Nicky10 might be a good person to talk to about this - I know she's clicker training her rabbit :lol:

Em
xx


----------



## $hAzZa (May 2, 2010)

Next step is high-fiving. Easy to train if your cat is food orientated


----------



## Petitepuppet (May 30, 2009)

$hAzZa said:


> Next step is high-fiving. Easy to train if your cat is food orientated


Thats what we have been learning today


----------



## Petitepuppet (May 30, 2009)

I stopped trying to teach Panda anything as he was quick to learn sit but anything else he just got frustrated with me and started to attack me. But today for some unknown reason I decided to have another go at it and now I have a cat who not only sits on command, he now lies down on command. I will make a video later and post it, so everyone can see my little star.

Just think I needed to be a little more persistent with him.

This post has taken sooo long to type cause the little monkey wont leave me alone now :lol:


----------



## Guest (Jul 30, 2011)

Clever Panda, can't wait to see the new vid


----------



## dagny0823 (Oct 20, 2009)

I had a cat once who would sit on command. It was my proudest moment. 

Makes me feel like I should dig out the clicker and start over with my unruly dogs and maybe get the cats in line. How cool would a line of 6 cats, sitting and high fiving, be?

You've inspired me!! Of course, I may come back on in a month, having needed a rest cure and meds to overcome the stress of trying to train them :lol::lol:


----------



## Petitepuppet (May 30, 2009)

dagny0823 said:


> Makes me feel like I should dig out the clicker and start over with my unruly dogs and maybe get the cats in line. How cool would a line of 6 cats, sitting and high fiving, be?

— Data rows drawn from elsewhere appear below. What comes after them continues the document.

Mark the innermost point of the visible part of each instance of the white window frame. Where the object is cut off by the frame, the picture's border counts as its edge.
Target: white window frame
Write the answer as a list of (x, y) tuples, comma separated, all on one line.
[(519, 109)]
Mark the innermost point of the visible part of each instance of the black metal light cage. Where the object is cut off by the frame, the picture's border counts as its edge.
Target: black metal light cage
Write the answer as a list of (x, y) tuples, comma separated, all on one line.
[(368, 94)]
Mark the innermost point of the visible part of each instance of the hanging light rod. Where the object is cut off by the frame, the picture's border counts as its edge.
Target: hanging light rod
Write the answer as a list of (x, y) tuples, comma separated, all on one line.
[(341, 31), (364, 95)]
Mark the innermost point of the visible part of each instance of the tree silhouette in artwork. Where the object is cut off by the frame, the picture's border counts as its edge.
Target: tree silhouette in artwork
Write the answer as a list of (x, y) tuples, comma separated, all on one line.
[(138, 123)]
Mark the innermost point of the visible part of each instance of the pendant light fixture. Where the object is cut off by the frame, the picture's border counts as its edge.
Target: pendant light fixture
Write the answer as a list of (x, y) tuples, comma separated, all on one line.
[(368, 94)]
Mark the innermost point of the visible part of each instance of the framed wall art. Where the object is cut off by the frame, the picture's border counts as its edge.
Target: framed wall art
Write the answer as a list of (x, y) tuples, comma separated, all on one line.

That would be very cool, you could have your own little cat army :lol:.

I dont think any of my other cats would sit for me. Might sound silly but I think me and Panda kinda have a bound that I dont seem to have with any of our other cats x


----------



## AnimatedApe (Oct 18, 2010)

Nice job! Have you tried fetch?

Here's our eldest fetching - Lenin Cat fetch - YouTube
We can also do sit and lay down, but only with a clicker in my hand at the moment.


----------



## Petitepuppet (May 30, 2009)

Sorry the videos a bit rubbish but here he is

[youtube_browser]na8zobaLCHc[/youtube_browser]


----------



## Petitepuppet (May 30, 2009)

AnimatedApe said:


> Nice job! Have you tried fetch?
> 
> Here's our eldest fetching - Lenin Cat fetch - YouTube
> We can also do sit and lay down, but only with a clicker in my hand at the moment.


How cute :001_wub: Not sure Panda would do that though. Once he has something its his and he doesnt like to give it up :lol:


----------